Management Committee

The Management Committee is elected by LASC’s members at the AGM every year. Committee members provide guidance and practical support to staff on the day to day running of the organization and the projects, as well as being responsible for strategic, financial and governance oversight of the organization.

Current members are:

Thomas McDonagh

Thomas McDonagh is an environmental/social justice activist, originally from Dublin, but based in Latin America for over 8 years. He has volunteered and worked for NGOs and grassroots groups across the region- from an indigenous women-lead weaving co-operative in Guatemala to grassroots environmental justice groups in Colombia. His most recent work, based in Bolivia but working regionally in the Andes, has been focused on campaigns against the free trade and investment regime; documenting climate impacts and alternatives; researching corporate strategies and community resistance strategies in the context of land and resource conflicts; and supporting resistance struggles to extractive projects. Thomas has been a LASC member for almost ten years.


Úna McGrath has worked in administrative and accounting roles for the past 20 years and is currently bookkeeper & administrator for a Charity. She has over 12 years of experience working in non-profit sector management, as she has managed accounts and Irish Aid reports for 80:20 Educating & Acting for a better World since January 2007. A passionate linguist, she has a BA in Language & Cultural Studies with Spanish from UCC and a Postgraduate Diploma in EFL from UCD. Her interest in Latin America was spurred by her many visits to South America, in particular Brazil, Peru and Argentina. Having a particular interest in youth work, Úna also volunteers at the Youth Café project in Wicklow Town.

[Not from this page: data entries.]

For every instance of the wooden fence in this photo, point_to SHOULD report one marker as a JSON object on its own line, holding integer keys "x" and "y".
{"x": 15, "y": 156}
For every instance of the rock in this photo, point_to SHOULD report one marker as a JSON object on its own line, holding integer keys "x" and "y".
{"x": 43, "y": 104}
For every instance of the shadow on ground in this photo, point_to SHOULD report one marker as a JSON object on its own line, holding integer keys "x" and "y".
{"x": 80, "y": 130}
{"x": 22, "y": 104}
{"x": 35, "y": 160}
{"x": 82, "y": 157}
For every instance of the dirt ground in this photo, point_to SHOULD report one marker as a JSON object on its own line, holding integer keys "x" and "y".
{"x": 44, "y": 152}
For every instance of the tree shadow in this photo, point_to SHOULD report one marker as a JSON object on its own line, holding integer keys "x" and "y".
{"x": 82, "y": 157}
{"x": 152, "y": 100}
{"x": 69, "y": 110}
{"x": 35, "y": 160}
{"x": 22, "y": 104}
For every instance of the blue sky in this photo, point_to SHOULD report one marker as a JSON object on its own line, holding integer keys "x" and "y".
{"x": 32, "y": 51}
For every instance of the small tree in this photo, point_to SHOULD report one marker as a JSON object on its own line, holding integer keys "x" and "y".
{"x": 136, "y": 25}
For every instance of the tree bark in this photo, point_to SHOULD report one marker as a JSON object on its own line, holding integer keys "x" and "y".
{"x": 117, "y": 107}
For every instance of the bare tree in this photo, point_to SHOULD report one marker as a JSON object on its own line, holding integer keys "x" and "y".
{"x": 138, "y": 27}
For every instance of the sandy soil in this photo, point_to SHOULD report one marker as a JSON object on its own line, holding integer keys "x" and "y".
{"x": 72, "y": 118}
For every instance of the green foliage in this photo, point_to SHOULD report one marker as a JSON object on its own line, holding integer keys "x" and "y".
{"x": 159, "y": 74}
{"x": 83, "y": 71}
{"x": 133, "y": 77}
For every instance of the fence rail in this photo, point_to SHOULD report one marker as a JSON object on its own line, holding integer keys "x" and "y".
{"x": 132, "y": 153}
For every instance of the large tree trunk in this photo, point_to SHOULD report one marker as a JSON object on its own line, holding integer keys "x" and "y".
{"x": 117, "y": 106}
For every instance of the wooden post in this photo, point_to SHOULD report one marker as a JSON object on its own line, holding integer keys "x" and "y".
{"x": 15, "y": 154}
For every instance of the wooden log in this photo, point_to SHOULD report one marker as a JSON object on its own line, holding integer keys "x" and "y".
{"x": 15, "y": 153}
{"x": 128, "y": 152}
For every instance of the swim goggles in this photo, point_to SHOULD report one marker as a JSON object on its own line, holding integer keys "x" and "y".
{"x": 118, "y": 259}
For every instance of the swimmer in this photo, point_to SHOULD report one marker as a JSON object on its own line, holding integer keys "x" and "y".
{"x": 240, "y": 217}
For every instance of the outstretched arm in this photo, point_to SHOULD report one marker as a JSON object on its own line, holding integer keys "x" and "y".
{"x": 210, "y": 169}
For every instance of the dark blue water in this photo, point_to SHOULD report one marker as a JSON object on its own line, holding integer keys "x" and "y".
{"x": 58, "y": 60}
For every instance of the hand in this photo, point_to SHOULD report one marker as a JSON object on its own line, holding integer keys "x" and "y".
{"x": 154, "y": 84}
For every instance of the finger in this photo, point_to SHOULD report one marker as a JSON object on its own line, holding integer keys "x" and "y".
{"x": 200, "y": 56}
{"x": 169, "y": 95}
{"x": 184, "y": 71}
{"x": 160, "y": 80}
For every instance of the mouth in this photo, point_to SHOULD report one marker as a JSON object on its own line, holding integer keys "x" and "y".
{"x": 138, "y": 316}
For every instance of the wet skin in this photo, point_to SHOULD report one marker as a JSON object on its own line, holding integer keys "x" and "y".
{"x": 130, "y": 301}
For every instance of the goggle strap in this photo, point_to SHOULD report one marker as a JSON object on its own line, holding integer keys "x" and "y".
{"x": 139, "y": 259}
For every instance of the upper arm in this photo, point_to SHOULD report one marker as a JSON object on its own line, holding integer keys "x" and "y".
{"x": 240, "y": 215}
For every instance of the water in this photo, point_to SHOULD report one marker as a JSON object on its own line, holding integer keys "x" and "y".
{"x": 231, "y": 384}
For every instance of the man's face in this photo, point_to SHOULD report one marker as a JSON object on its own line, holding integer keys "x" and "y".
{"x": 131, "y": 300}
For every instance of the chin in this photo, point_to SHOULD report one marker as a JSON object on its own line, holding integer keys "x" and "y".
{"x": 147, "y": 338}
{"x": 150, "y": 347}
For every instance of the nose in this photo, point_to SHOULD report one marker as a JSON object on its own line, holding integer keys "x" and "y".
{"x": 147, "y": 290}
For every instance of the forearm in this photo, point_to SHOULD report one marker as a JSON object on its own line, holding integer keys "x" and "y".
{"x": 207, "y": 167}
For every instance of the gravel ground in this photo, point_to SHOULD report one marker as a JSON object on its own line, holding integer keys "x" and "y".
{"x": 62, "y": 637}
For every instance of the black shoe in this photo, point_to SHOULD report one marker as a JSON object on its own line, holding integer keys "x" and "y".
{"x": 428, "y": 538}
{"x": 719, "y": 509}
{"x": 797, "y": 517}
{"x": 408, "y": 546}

Tomás Lynch was formerly Education Officer at LASC for the academic year 2018-2019, where he was responsible for running a WorldWise Global Schools-funded project to introduce Latin American development and social justice issues into secondary school Spanish classrooms around the country. In 2013-2014 he lived outside San Pedro Sula, in Honduras, where he worked as a teacher. In Ireland, he has been involved with several grassroots housing and migrant justice movements and groups, including the Irish Housing Network and End Deportations Belfast.  In his role on LASC’s Committee, he is responsible for LASC’s Development Education activities. He currently works as a secondary school Spanish teacher.


Sian Cowman was formerly the Coordinator of LASC, where she was responsible for delivering LASC’s annual development education project in 2018/19, focused on environmental issues and women human rights defenders. She is part of a team that runs the Stop Blood Coal Ireland campaign around Ireland’s importation of coal from the Cerrejon coal mine in Colombia and the human rights abuses taking place against indigenous and Afro communities in the region. Sian is also a presenter on Radio Latina Dublin, and is involved in other grassroots migrant solidarity groups. From 2014 – 2018, Sian lived and worked in Bolivia on environmental issues.  In her role on LASC’s management committee, she is responsible for social media and communications. Sian is currently working as a freelance writer, journalist and educator. You can find her on Twitter @Sian_Cowman


Victor Flores is Bolivian and has lived in Dublin for six years, five of those as a member of LASC. He has organised several events in LASC like Cinco de Mayo, Day of the Dead, and talks and debates on social issues, especially focused on Bolivia – the TIPNIS road, student movements, and the Chiquitanía fires. He is a presenter with Radio Latina Dublin where he covers social issues to do with other Latin American migrant communities in Ireland. Victor is also currently the President of the Asociación de Residentes Bolivianos/as en Irlanda. He works as a carer. He has a degree in psychology and sociology from Bolivia. He is committed to fighting racism, sexism, inequality and all forms of oppression.


Juliana Sassi has been living in Ireland since 2014. During the coup in Brazil, in 2016, she joined the Brazilian Left Front to call attention to the current situation in her country. Since then, she has been organizing and taking part in events as a speaker to denounce the violence against activists and the growing loss of still incipient rights in Brazil. In 2017 she worked with LASC in the Latin American Annual Conference that brought to Ireland the Guarani-Kaiowa cacique Ladio Veron. Given the process of racialization she endured as a migrant from Latin America in Ireland, she got involved with Migrants and Ethnic Minorities for Reproductive Justice and Dublin Central Housing Action, working mainly with migrants being evicted. To better understand her new identity, in 2018 she enrolled in the MPhil on Race, Ethnicity and Conflict at Trinity College Dublin. In Brazil, she graduated in Journalism at Universidade Metodista de São Paulo and Postgraduate in Social Science at Centro Fundacao Santo Andre.